目的高光谱遥感影像由于其巨大的波段数直接导致信息的高冗余和数据处理的复杂,这不仅带来庞大的计算量,而且会损害分类精度。因此,在对高光谱影像进行处理、分析之前进行降维变得非常必要。分类作为一种重要的获取信息的手段,现有的基于像素点和图斑对象特征辨识地物种类的方法在强噪声干扰训练样本条件下精度偏低,在对象的基础上,将光谱和空间特征相似的对象合并成比其还要大的集合,再按照各个集合的光谱和空间特征进行分类,则不容易受到噪声等因素的干扰。方法提出混合编码差分进化粒子群算法的双种群搜索策略进行降维,基于支持向量机的多示例学习算法作为分类方法,构建封装型降维与分类模型。结果采用AVIRIS影像进行实验,本文算法相比其他相近的分类方法能获得更高的分类精度,达到96.03%,比其他相近方法中最优的像元级的混合编码的分类方法精度高出0.62%。结论在针对强干扰的训练样本条件下,本文算法在降维过程中充分发挥混合编码差分进化算法的优势,分类中训练样本中的噪声可以看做多示例学习中训练包"歧义性"的特定表现形式,有效提高了分类的精度。

References

[1]	Chen Z. Research on high resolution remote sensing image classification technology[D]. Beijing:Institute of Remote Sensing Applications, 2006.[陈忠.高分辨率遥感图像分类技术研究[D].北京:中国科学院遥感应用研究所, 2006.]

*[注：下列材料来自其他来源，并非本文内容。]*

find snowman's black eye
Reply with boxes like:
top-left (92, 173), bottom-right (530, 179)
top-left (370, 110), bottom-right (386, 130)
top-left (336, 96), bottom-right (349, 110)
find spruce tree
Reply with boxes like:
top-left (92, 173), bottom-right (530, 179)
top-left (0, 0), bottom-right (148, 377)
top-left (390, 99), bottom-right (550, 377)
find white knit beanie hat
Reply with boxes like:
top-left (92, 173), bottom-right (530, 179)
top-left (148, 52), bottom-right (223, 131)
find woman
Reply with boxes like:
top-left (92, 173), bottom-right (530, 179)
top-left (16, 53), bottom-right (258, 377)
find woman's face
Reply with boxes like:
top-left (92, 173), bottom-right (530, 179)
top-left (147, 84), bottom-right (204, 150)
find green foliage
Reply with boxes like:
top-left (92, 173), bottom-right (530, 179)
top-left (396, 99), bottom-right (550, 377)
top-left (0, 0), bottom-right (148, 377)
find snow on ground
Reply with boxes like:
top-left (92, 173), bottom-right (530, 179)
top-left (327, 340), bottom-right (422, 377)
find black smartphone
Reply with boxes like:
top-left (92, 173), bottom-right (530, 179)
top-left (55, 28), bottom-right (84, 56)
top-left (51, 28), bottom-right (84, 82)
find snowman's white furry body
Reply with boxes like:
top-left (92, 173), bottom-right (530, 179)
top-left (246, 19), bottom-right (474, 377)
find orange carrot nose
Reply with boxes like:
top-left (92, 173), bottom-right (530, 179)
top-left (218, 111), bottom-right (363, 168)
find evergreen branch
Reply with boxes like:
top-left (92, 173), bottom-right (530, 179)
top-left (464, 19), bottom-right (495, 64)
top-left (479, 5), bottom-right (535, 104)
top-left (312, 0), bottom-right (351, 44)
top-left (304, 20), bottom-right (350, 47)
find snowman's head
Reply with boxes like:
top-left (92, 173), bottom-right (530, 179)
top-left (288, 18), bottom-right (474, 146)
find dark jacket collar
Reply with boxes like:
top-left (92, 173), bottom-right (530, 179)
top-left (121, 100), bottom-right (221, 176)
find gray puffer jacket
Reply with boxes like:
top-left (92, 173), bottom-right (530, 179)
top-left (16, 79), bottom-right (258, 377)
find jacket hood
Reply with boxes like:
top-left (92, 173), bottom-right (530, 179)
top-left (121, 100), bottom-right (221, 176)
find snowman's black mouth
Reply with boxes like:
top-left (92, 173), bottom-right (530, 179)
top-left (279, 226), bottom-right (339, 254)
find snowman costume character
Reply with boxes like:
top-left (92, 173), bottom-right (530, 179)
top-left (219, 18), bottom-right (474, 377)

[2]	Wang L G, Wei F J. Artificial physics optimization algorithm combined band selection for hyperspectral imagery[J]. Journal of Harbin Institute of Technology, 2013, 45(9):100-106.[王立国,魏芳洁.结合APO算法的高光谱图像波段选择[J].哈尔滨工业大学学报, 2013, 45(9):100-106.]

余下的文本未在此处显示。